BOSTON — Rep. Barney Frank, the chairman of the House Financial Services Committee, said Monday that he expects his package of mortgage reforms to be enacted in June.
"I think the chances are very good that somehow in June we're going to see this package passed," the Massachusetts Democrat told roughly 400 people at a Mortgage Bankers Association conference here.
He said he expects the House to pass a bill Wednesday to reform the government-sponsored enterprises and another that would modernize the Federal Housing Administration. The bills, which the House already approved last year, would be added to a foreclosure prevention bill his committee approved last week.
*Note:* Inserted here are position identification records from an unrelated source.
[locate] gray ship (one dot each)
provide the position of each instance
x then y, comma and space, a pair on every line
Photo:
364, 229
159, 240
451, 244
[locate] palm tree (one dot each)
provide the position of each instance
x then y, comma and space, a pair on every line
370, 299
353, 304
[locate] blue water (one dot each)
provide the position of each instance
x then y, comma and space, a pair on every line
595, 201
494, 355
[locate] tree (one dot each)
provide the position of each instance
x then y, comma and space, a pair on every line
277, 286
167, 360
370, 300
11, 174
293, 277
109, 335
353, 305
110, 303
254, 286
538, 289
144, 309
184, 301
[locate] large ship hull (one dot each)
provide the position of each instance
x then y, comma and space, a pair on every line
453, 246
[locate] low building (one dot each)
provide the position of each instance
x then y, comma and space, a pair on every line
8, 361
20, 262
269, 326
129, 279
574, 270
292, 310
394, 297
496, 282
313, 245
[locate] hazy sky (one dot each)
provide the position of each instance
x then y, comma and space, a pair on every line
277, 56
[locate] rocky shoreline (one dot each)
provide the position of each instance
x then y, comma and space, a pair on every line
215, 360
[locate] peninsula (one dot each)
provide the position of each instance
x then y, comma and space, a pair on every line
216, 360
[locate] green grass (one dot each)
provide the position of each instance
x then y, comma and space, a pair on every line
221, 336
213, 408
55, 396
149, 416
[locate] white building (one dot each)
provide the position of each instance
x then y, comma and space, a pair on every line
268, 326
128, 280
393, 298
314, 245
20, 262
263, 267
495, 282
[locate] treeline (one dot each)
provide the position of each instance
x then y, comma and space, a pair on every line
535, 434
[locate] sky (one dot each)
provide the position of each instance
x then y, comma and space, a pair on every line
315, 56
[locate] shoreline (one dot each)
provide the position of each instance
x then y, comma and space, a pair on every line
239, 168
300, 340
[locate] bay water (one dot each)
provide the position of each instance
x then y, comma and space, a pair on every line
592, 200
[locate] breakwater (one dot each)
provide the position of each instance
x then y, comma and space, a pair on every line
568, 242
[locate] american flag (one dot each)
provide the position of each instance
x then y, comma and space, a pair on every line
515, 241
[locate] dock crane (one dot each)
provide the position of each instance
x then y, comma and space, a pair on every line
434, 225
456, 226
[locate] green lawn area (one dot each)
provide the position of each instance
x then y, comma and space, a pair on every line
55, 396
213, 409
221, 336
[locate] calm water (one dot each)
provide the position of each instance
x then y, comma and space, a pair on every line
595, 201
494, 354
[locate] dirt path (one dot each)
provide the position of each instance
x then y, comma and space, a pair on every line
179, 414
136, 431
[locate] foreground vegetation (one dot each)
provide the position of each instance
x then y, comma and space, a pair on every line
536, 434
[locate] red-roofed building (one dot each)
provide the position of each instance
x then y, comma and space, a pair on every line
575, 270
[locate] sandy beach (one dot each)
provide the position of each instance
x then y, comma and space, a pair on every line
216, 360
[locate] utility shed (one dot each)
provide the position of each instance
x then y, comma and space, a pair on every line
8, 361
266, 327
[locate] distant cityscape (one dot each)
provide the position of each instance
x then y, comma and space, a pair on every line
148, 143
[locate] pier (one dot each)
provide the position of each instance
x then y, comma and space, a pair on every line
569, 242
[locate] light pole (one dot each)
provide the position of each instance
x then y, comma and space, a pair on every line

A vote on the combined legislation is expected as early as Thursday.
"We are optimistic that these reforms will be accepted by the Senate," Rep. Frank said. "I am hoping by early June the president will" sign it.
The foreclosure prevention bill would have lenders write down mortgages so they can be refinanced with new, FHA-insured loans. David Kittle, the MBA's chairman-elect, said he did not expect "a big rush among lenders" to take such writedowns.
But Rep. Frank warned that if they do not voluntarily write down mortgages to help borrowers avoid foreclosure, tougher rules would be adopted next year.
"If inducements to lenders to voluntarily recognize a loss fails, we will see much tougher rules, and in some cases they may be too tough," he said. "The business methods we've seen are going to be under assault."
Last week the Congressional Budget Office estimated the FHA rescue legislation would cost about $2.7 billion over a five-year period. The agency estimated the bill would help roughly 500,000 borrowers. Rep. Frank's office had originally estimated it would help between 1 million and 2 million borrowers.
When asked whether he blamed the Federal Reserve Board's monetary policies after the 2001 recession for the crisis, Rep. Frank said loans were made to people who should not have received them.
Blaming the Fed "is like saying I'm an alcoholic because there is too much liquor in the stores," he said, to an outburst of laughter and applause.
Rep. Frank also said he was "disappointed" that, despite loan limits being temporarily raised for Fannie Mae and Freddie Mac, there have been problems getting lenders to make jumbo conforming loans.
He said he plans to hold a hearing in late May and will ask the Securities Industry and Financial Markets Association "why we don't have more bang for the buck."
"There is a chain of people blaming each other, and we're going to call everybody into the hearing," Rep. Frank said.